たとえば、首都圏や近畿圏、中部圏の市街地や都市整備区域などでは、面積500平方メートル以上の開発行為を行う場合には開発許可を受けなくてはなりません。また、原則として市街化区域における1000平方メートル未満の開発行為については、開発許可が不要です。

開発道路(2号道路)とは、都市計画法上の開発許可を受けて築造された道路のことで、原則として6m以上の幅員が必要です。
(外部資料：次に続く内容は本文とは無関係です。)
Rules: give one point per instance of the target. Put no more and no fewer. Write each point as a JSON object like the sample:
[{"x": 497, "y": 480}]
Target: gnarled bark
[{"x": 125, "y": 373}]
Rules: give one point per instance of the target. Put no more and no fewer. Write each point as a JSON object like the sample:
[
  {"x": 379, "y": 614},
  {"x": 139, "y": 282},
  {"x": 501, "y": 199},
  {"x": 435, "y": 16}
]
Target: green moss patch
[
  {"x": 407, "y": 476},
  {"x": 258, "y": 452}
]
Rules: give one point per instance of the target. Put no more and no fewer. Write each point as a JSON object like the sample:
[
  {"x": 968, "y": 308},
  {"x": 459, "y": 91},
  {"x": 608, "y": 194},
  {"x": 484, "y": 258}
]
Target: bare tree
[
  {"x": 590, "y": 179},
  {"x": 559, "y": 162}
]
ただし、小区間に造られた道路のうち通行上の支障がない場合は、4m以上の幅員があれば開発道路として認められる場合があります。開発道路は、分譲地の築造から一定期間経過したあとに、公共機関に管理が引き継がれて公道となるのが一般的です。

公道と私道の違いは?

開発道路は、公園や緑地、広場などと同様に公共施設の一つとして築造されます。そのため、のちのち開発行為に関係がある公共施設に管理が引き継がれるのが一般的です。

たとえば、市道に接続する開発道路は、原則として管理が市に引き継がれて市道となります。

ところが、幅員が不足していたり公共性が低かったりするなどして公道の要件を満たしていないと、公道と認められず私道扱いになることがあります。このような場合は開発に携わった開発業者がそのまま管理を行うか、分譲地の購入者が共同で管理していくことになるのです。

そもそも、公道と私道の違いは、管理者がだれなのかによって決まってきます。国や地方自治体などの公共機関が管理する道路が公道です。所有者が個人や民間会社であっても、公共機関が管理している道路は公道とみなされます。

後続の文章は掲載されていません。